PBS Idea Channel defends the selfie (VIDEO)
posted Friday, February 7, 2014 at 2:22 PM EDT
The selfie is one of the most maligned forms of photography currently around, perhaps only second to the conspicuous consumption of the Rich Kids of Instagram. But what if we're looking at the selfie all wrong, and that comparing them to artistic photography completely misses the point? At least that's what's being argued by Mike Rugnetta of the PBS Idea Channel.
He argues that a selfie is more comparable to a tweet or Facebook status update. It's a way of capturing where we are, how we're feeling, and what's going on in our lives, in a single instant. Think of it as a riff on the cliché that a picture is worth a thousand words. A selfie can communicate a volume about you in a single photo, and requires just seconds to take. And much the same way that a status update shouldn't be compared to a novel or work of poetry, comparing a selfie to artistic photography misses the point.

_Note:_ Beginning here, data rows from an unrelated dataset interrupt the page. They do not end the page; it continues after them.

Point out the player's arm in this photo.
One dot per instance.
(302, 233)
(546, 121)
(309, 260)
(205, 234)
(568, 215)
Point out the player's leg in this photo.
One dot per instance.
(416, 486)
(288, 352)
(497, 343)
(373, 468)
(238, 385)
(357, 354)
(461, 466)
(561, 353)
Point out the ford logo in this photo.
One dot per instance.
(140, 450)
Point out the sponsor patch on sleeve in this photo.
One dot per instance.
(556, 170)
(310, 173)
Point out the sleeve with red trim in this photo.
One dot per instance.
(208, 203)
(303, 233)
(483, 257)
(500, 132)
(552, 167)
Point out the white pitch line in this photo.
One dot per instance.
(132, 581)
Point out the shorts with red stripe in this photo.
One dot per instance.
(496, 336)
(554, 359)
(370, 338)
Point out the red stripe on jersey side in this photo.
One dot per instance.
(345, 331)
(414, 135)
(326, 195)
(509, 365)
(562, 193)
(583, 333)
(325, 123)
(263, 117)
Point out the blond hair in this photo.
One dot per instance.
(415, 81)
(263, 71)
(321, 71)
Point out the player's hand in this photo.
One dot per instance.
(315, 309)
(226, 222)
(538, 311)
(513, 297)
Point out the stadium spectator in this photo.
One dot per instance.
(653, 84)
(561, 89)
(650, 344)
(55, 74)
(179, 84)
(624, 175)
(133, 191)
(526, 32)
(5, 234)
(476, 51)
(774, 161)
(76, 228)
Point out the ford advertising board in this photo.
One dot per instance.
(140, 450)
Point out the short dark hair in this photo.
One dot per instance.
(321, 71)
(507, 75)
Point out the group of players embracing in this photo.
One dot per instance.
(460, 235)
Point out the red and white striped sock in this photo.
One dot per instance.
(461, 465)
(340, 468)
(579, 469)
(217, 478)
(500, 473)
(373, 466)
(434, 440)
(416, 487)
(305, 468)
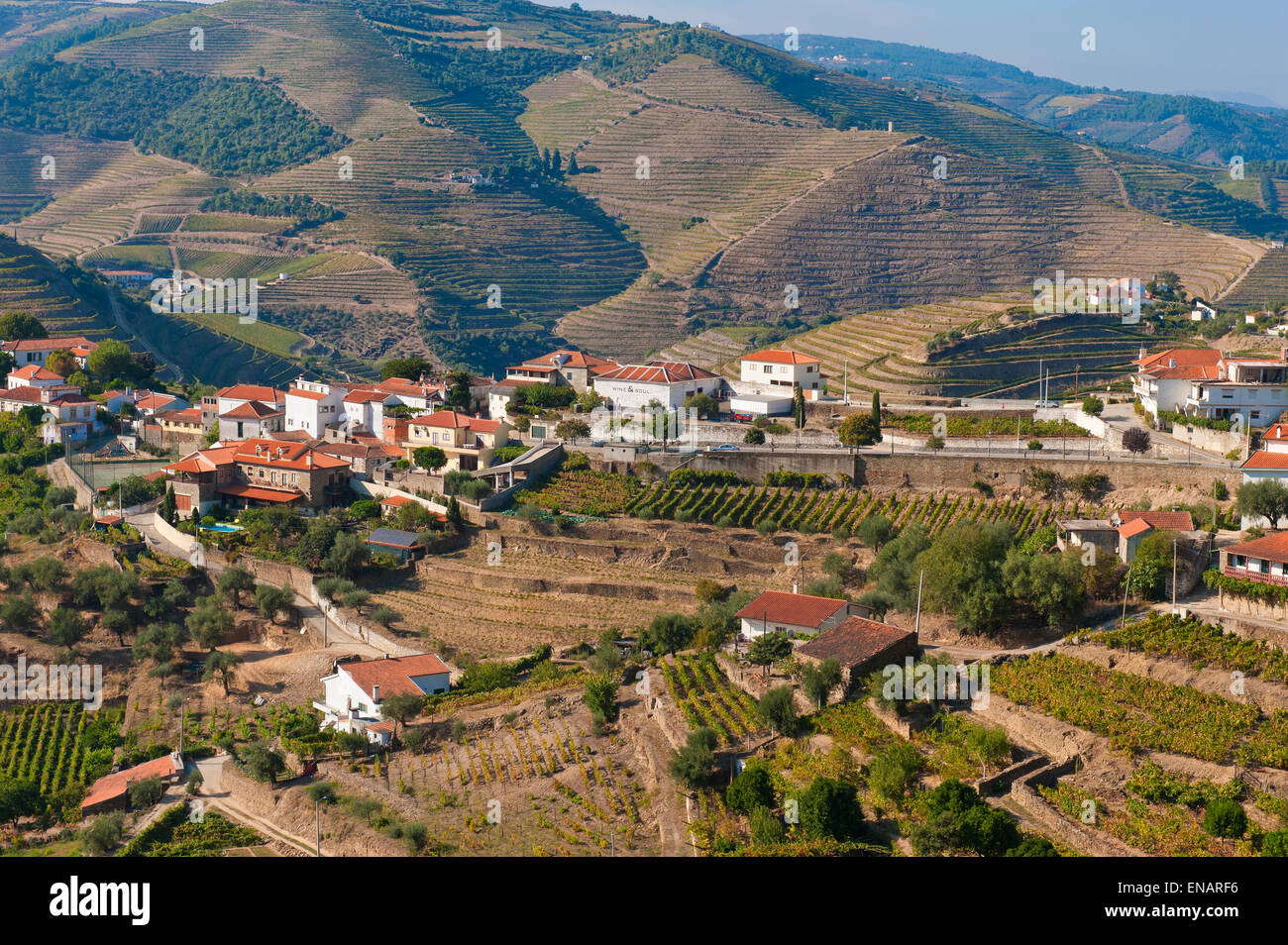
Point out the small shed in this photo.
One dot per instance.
(400, 545)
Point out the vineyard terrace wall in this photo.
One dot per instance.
(919, 472)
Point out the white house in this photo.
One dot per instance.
(635, 386)
(1163, 380)
(365, 409)
(791, 613)
(312, 406)
(38, 351)
(35, 376)
(355, 691)
(777, 370)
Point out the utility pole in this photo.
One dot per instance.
(919, 579)
(1173, 576)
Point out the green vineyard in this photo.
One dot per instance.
(706, 698)
(825, 510)
(56, 744)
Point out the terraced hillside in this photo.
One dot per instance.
(990, 352)
(715, 174)
(1266, 283)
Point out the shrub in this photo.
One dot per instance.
(1225, 817)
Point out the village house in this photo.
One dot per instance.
(312, 406)
(355, 691)
(112, 790)
(34, 376)
(778, 370)
(252, 473)
(1263, 561)
(37, 351)
(862, 647)
(469, 442)
(566, 368)
(1203, 382)
(780, 612)
(634, 386)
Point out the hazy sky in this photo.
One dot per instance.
(1151, 46)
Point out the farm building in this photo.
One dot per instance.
(355, 691)
(791, 613)
(777, 370)
(861, 647)
(111, 790)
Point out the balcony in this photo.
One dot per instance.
(1279, 579)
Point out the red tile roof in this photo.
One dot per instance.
(456, 421)
(252, 409)
(52, 344)
(1271, 548)
(1171, 522)
(114, 786)
(307, 394)
(394, 675)
(1263, 459)
(35, 372)
(854, 641)
(797, 609)
(259, 492)
(776, 356)
(253, 391)
(1132, 528)
(657, 372)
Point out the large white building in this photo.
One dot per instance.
(635, 386)
(776, 370)
(355, 691)
(312, 406)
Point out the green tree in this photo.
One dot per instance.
(858, 430)
(67, 627)
(669, 632)
(767, 829)
(273, 601)
(752, 788)
(695, 764)
(572, 429)
(769, 648)
(600, 696)
(233, 582)
(210, 622)
(220, 665)
(18, 798)
(1225, 817)
(262, 763)
(829, 810)
(1263, 498)
(429, 458)
(111, 360)
(402, 708)
(777, 708)
(818, 682)
(146, 791)
(20, 326)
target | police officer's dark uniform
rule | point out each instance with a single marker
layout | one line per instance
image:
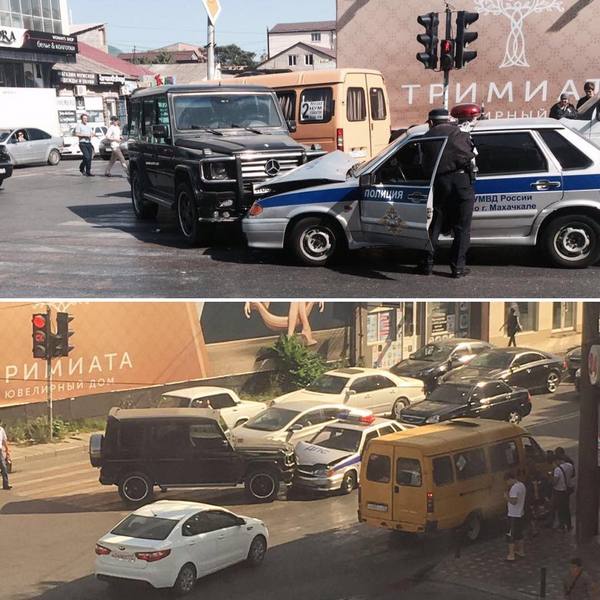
(453, 193)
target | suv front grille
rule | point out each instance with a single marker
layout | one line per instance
(254, 166)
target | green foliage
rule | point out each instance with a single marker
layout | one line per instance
(298, 366)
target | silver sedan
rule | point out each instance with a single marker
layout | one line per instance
(29, 146)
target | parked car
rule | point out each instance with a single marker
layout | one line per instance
(36, 146)
(71, 147)
(376, 390)
(431, 361)
(330, 461)
(532, 190)
(176, 447)
(488, 399)
(171, 544)
(286, 423)
(519, 367)
(573, 361)
(6, 167)
(231, 409)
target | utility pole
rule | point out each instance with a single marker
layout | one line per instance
(587, 475)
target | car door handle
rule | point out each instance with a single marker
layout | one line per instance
(544, 184)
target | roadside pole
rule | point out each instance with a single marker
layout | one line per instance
(587, 475)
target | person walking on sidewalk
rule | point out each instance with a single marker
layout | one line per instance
(114, 136)
(85, 132)
(4, 458)
(515, 503)
(578, 585)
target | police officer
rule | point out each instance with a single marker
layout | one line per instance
(453, 194)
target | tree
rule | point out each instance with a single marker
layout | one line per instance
(233, 56)
(517, 11)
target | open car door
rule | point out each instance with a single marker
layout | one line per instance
(396, 194)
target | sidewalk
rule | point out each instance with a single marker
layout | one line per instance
(482, 567)
(23, 455)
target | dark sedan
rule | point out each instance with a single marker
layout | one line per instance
(492, 399)
(433, 360)
(522, 367)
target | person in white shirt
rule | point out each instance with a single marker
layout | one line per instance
(515, 503)
(4, 455)
(114, 135)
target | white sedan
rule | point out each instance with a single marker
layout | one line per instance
(376, 390)
(231, 409)
(171, 544)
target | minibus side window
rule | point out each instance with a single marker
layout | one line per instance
(378, 468)
(287, 99)
(442, 471)
(356, 105)
(503, 456)
(470, 463)
(408, 472)
(378, 108)
(316, 105)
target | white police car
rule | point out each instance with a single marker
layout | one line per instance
(538, 185)
(331, 459)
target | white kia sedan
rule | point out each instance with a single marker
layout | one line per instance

Part of the confusion does come from the intersection of the selfie and more traditional photographic esthetics. Someone's Instagram feed could be equally perfectly composed and immaculately timed artistic shots as well as interesting things they've eaten. And that doesn't make either of those less worthy.
It's a very interesting video, and one well worth watching to spark a discussion about how we view the simple act of taking a picture of oneself from a phone—and why there's so much vitriol against it.